Dans l’ouvrage Votes populaires !, le collectif Focale propose une analyse localisée des comportements électoraux lors des élections présidentielles de 2017. Soulignant leur polarisation entre l’extrême droite et la gauche radicale, il éclaire de manière originale les trajectoires professionnelles, migratoires et résidentielles des classes populaires.
Recensé : Collectif Focale, Votes populaires ! Les bases sociales de la polarisation électorale dans la présidentielle de 2017, Vulaines-sur-Seine, Éditions du Croquant, 2022, 228 p.

Alors que Marine Le Pen mais aussi Jean-Luc Mélenchon ont de nouveau démontré, à l’occasion du premier tour de l’élection présidentielle de 2022, leur capacité à attirer des suffrages d’électeurs appartenant aux classes populaires, le collectif Focale (pour FOndement de la Crise des ALternatives Électorales), qui regroupe une large équipe de (jeunes) chercheur·e·s en sciences sociales et politiques, nous offre dans cet ouvrage une analyse quantitative fine et localisée de l’orientation des votes au sein de territoires populaires. Votes populaires ! nous rappelle ainsi la pluralité des comportements électoraux des classes populaires, bien souvent réduits à l’abstention.

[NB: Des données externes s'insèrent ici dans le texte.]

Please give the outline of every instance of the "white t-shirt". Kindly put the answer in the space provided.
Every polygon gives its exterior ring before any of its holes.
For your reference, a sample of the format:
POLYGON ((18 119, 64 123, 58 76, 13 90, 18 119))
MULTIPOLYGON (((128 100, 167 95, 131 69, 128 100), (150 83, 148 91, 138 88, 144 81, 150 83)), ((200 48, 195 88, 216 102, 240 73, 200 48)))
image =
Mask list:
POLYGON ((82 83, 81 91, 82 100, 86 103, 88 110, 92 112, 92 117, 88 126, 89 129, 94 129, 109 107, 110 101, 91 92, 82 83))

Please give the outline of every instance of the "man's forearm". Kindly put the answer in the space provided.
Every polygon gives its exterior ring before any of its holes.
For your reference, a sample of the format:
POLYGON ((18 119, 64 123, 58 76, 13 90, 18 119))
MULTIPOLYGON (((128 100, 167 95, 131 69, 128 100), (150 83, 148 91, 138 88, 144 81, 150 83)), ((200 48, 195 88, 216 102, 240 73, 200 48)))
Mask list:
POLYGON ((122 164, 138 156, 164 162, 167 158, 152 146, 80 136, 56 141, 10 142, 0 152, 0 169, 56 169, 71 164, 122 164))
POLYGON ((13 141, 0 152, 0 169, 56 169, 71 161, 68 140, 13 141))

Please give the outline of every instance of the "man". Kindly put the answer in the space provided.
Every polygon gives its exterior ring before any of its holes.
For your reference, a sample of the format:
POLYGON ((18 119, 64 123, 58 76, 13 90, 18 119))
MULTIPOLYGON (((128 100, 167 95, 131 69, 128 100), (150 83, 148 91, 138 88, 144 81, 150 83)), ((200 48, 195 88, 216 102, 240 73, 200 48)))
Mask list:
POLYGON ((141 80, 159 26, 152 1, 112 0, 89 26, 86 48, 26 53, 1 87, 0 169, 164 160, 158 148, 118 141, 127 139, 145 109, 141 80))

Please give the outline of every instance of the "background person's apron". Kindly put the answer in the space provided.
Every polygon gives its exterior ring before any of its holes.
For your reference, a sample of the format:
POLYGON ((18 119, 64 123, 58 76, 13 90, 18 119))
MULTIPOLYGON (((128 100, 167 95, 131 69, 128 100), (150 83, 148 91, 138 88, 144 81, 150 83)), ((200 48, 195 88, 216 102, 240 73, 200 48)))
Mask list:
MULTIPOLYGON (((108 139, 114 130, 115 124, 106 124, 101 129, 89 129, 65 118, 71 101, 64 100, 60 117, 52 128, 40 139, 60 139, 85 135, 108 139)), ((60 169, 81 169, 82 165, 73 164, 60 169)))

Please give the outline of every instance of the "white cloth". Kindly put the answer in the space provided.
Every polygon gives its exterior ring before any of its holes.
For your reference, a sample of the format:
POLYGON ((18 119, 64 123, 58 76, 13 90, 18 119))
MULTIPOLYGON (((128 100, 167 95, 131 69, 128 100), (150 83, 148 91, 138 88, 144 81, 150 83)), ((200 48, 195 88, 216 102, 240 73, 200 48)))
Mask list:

Une approche tout en contextes

Caractériser la politisation des classes populaires est un exercice bien périlleux tant les liens entre le champ politique et les populations les plus précarisées semblent distendus. Chaque élection est l’occasion d’observer cette désaffiliation dont l’abstention est le principal marqueur (Braconnier et Dormagen 2007). L’équation peut sembler toute trouvée : les classes populaires déçues et laissées de côté par le champ politique se seraient repliées vers leur sphère privée (Schwartz 2012) et auraient abandonné la lutte électorale.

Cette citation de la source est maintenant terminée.